Imagine a world where you can reach into your suitcase and know exactly where that item is, without leaving the rest of your bag looking like the result of a natural disaster. Sounds enticing, doesn’t it? Well, good news! This result is in your grasp. Everything you’re packing, whether it’s in your get luggage or carry-on bag should serve a purpose throughout your travels.
Packing unnecessary items for ‘just in case’ is a common tactic adopted by countless travellers. In reality, this stuff only ends up getting in the way when you’re rustling around in your bags – an organisational catastrophe!
By having everything you need while traveling lightly, you can focus on the more important things like enjoying your vacation or getting work done if its a business trip.
Here are a few packing tips to remember for the next time you’re travelling.
Make yourself a packing list
One of the most underused tools when it comes to packing for a trip is a great list. A packing list can set out a clear goal to maximise space in your suitcase and minimise the risk of forgetting something important (like clean underwear or our toothbrush). If you’re serious about limiting space in your bag, don’t settle for the first draft of your packing list.
Every time you travel, you’ll adjust it to fit your needs before you fully commit yourself to it. Each trip is different too, it might help to have a list for 3-day trips, 2-week trips, and overnight trips.
A tip from the team is to keep it handy on the cloud. We suggest the notes app in your phone, an email draft in your inbox or on a cloud platform you use such as Dropbox or Google Drive. You’ll be ready for every trip for the years to come.
Determine What Clothes You Will Need
Clothes are a common element of packing that most people can go overboard with, but with the right mind-frame, there will be no need to worry. An important rule to go by is if it doesn’t fit you, you might only use it once, or its uncomfortable, or you ‘might’ wear it, then it probably doesn’t belong on your trip. Items like these usually end up floating around, unused.
Secondly, research the climate and weather conditions you’ll be setting off into. Do you need a jumper at all or could a wind breaker suffice? You can pack a lot lighter and know how many layers you need.
A tip from the team is to bring what’s essential. A compact windproof/insulated jacket, a pair of neutral coloured pants, shoes you’re happy to walk with, and just enough underwear. The place you’re staying in might even have a laundry service or laundromat close by.
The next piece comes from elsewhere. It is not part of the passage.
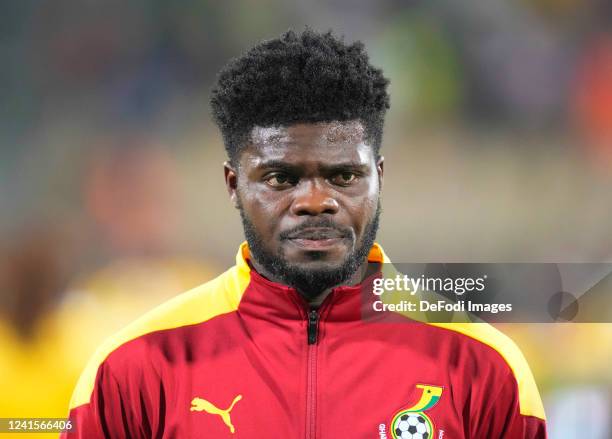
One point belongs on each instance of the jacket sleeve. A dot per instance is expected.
(105, 415)
(503, 418)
Research Some Bag-Packing Hacks
If you find your bag still overflowing despite only containing the bare essentials, try a few packing hacks to maximise space. For example, tightly rolling a stack of clothes instead of folding individually is a tactic that earns its room-saving reputation. Here are a few tips to test for yourself:
- Put your socks or other items inside your packed shoes.
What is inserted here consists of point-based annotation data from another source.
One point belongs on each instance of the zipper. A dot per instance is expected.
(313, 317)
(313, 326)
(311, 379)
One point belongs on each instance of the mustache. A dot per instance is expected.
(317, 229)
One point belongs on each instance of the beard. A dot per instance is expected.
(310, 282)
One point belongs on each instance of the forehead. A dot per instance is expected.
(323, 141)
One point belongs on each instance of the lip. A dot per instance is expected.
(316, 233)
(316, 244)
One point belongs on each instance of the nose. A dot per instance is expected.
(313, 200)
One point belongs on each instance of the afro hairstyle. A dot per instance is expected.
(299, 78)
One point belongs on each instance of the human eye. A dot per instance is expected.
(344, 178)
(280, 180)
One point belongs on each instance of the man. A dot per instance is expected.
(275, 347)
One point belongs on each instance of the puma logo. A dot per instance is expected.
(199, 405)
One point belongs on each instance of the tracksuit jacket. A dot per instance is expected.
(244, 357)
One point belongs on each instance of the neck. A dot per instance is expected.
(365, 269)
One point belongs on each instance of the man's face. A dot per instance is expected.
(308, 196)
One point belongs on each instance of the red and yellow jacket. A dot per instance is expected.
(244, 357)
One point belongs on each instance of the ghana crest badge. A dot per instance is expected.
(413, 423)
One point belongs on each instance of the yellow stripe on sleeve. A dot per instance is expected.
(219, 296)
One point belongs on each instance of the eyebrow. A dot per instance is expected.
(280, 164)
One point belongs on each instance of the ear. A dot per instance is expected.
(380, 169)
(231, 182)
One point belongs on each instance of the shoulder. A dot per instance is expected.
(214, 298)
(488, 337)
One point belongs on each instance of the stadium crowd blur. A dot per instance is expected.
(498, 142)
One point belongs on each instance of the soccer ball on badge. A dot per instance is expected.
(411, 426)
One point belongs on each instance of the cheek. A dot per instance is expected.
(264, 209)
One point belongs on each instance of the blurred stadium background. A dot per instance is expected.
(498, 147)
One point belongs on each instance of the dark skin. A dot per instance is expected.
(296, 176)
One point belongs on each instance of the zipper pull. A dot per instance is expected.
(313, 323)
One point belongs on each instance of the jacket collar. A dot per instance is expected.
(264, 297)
- Wear heavier clothing on the plane or use your pockets.
- Use mini-sized over full sized liquids. Refillable bottles are useful, so you don’t need to buy a whole new bottle of shampoo.
- Store chargers and cables in a sunglass case or toiletry bag.
- Fold your underwear instead of rolling it.
- Combine your accessories into something smaller so you don’t have to carry their full-sized versions.
- Heavier items are best laid on the bottom.
Avoid The 'Just In Case' Mindset
‘I better bring this just in case I need...’ is one sentence to avoid when it comes to maximising space in your suitcase. Of course, the items you have in your essentials list are the exception, but everything else…not so much.
The packing list is there to serve a purpose, so try to limit yourself to as little as possible for the extras, because chances are they will only get in the way.
All Packed? Double Check Your Packing List
When you’ve finally finished packing, gotten it to the weight it needs to be, and have only included what you are truly going to need, look back on your original packing list. Small deviations from your list are normal, just aim to be mindful and concise.
Although the minimalistic approach seems simple, it’s a habit that comes with practice and knowledge. Sometimes you might need to invest in a higher quality product here or there in order to get rid of 2-3 other items.
This approach will take time and active thought but the final organisational masterpiece at the end will be worth the effort.